But as Sin City sheds its glitz 'n' tits image and heads upmarket, it has begun to attract some of the best chefs from around the world. Last year, more new restaurants opened in Nevada than in any other American state, and Las Vegas now has 15 master sommeliers - that's 14 more than Los Angeles.
He flies in fresh fish from all over Italy and serves it just like mamma used to make. His squid ink risotto ai frutti di mare, oven-baked Mediterranean snapper with artichokes and fresh Italian oregano, with basil ice-cream for dessert is, for me, the best Vegas has to offer.

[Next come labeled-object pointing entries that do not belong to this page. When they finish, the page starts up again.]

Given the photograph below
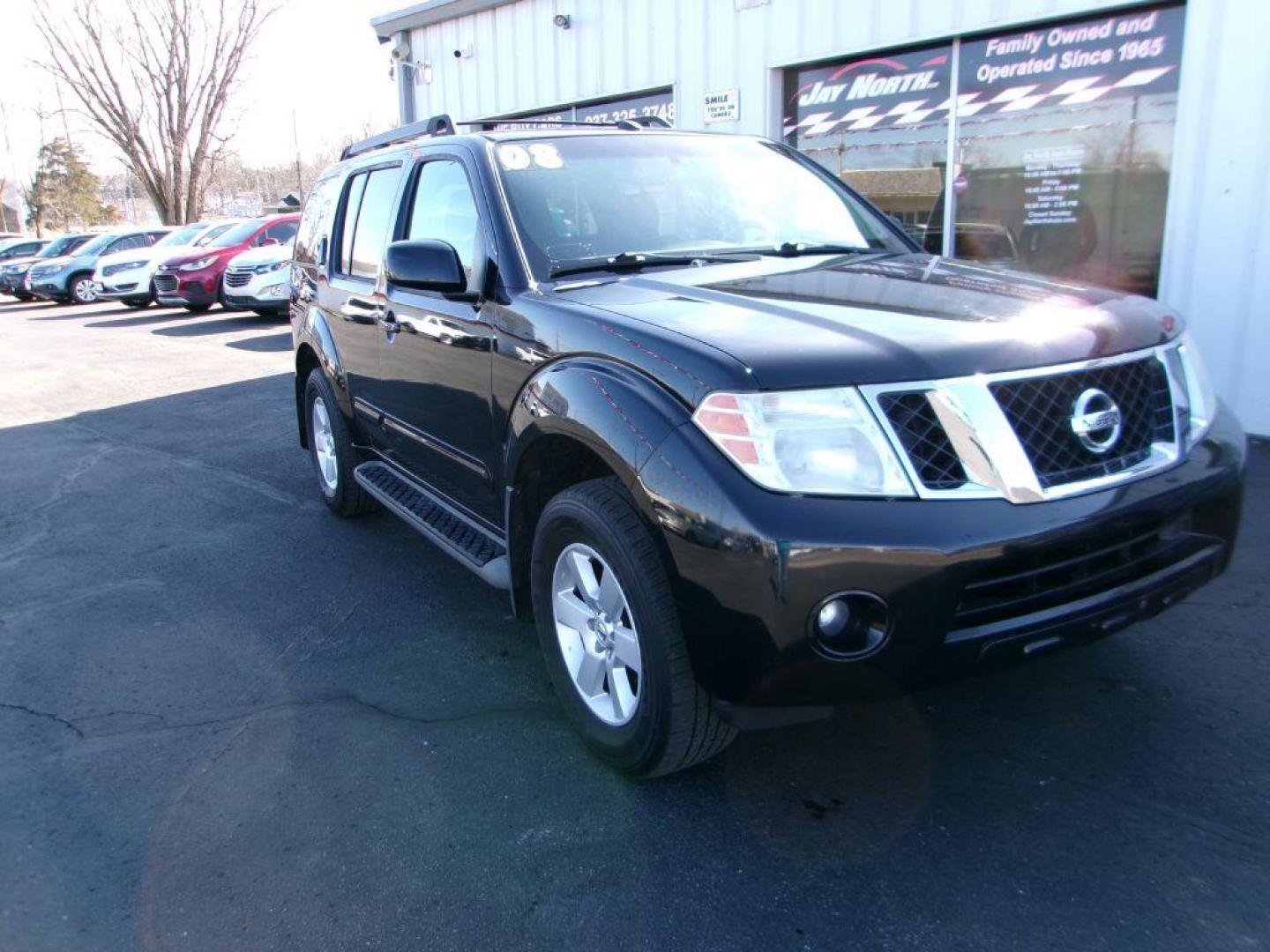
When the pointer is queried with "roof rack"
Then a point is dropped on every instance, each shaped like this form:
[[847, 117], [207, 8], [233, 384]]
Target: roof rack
[[436, 126], [634, 123]]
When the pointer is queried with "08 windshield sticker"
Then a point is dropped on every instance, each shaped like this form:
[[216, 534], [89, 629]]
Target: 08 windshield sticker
[[539, 155]]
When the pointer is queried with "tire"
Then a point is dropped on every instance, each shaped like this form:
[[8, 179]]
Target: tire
[[673, 724], [80, 288], [340, 492]]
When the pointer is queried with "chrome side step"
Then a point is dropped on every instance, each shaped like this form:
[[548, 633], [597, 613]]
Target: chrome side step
[[441, 524]]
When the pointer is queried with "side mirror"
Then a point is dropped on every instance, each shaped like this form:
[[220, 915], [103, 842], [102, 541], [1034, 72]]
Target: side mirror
[[424, 265]]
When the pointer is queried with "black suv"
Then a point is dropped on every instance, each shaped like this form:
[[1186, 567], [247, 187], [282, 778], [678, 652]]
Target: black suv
[[736, 444]]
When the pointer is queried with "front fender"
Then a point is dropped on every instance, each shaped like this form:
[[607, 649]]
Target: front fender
[[312, 337], [615, 410], [616, 413]]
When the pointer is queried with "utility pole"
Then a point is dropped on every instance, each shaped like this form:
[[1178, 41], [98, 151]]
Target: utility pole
[[295, 138], [61, 108], [13, 176]]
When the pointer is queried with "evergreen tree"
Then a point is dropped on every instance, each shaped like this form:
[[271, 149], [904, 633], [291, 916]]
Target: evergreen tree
[[64, 192]]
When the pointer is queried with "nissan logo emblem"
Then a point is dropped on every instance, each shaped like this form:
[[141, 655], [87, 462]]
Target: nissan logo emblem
[[1096, 420]]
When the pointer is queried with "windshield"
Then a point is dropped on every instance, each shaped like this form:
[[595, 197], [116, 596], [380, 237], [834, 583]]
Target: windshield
[[585, 197], [95, 245], [64, 245], [182, 236], [236, 234], [213, 234]]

Bartolotta is leading the charge of European cuisine in Vegas. Hot on his heels are two French master chefs - Joel Robuchon, who taught Gordon Ramsay how to cook, and Alain Ducasse of Hotel de Paris fame. Robuchon has stolen the thunder from Picasso restaurant in the Bellagio to create the richest - in every sense of the word - French fine dining in Vegas.
In a belle epoque-style dining room he serves up a 16-course tasting menu, from $US525 ($693) for two. Osetra caviar with green beans and lemon grass, roasted turbot with celery and black truffle, and passion fruit souffle with sage sorbet are as good as anything in a three-Michelin-star Parisian restaurant.
Alain Ducasse's restaurant, Mix, in the Mandalay Bay Resort and Casino, has a head start over its competitors. It is the only hotel in Las Vegas that is not a themed resort. You don't have to walk past grannies taking gondolas to the Gap to get to your table. Better still, it has the best view of the strip of any bar or restaurant in the city.
At Mix, the menu is French or American. The pepper-dusted tuna two ways with lentils and prosciutto, bison tenderloin sauce au poivre, and Mix Candy Bar dessert complement the outlook. Best of all are the fresh madeleines, which are served off a piping hot baking tray with coffee.
But Americans are not surrendering it all to cheese-eating Europeans. The best US chefs now serve up a crash course in modern American. At bistro-style Bouchon in the Venetian, Thomas Keller, he of French Laundry (California) and Per Se (New York) fame, offers bread with Vermont butter, a dozen types of oyster, mussels from Maine, lamb from his favourite farm in Pennsylvania and American artisan cheeses.
At Sea Blue in the MGM Grand, San Francisco-based chef Michael Mina's specialties are tasting menus of American fish and shellfish under five headings: Raw, Marinated, Kebab, Steamed and Fried. The cucumber yoghurt, watercress dumpling and warm oyster is modern American fusion cuisine at its best.
Bradley Ogden in Caesar's Palace runs Sea Blue a close second with his Calm Cove oysters five ways, Hamachi sashimi and seared diver scallops with crispy bacon.
Restaurants Fix in the Bellagio and Stack in the Mirage may not offer the haute cuisine of the big-name chefs but they deliver the kind of energetic atmosphere and service that make you feel like you are in your own version of hit Vegas movie Swingers.
In the city of chance, one thing you can be sure of these days is eating well. But watch the bottom line as closely as your waist line - Vegas restaurants are not cheap. However, if you are feeling lucky, you can always take a gamble and flip a coin to see who pays the bill.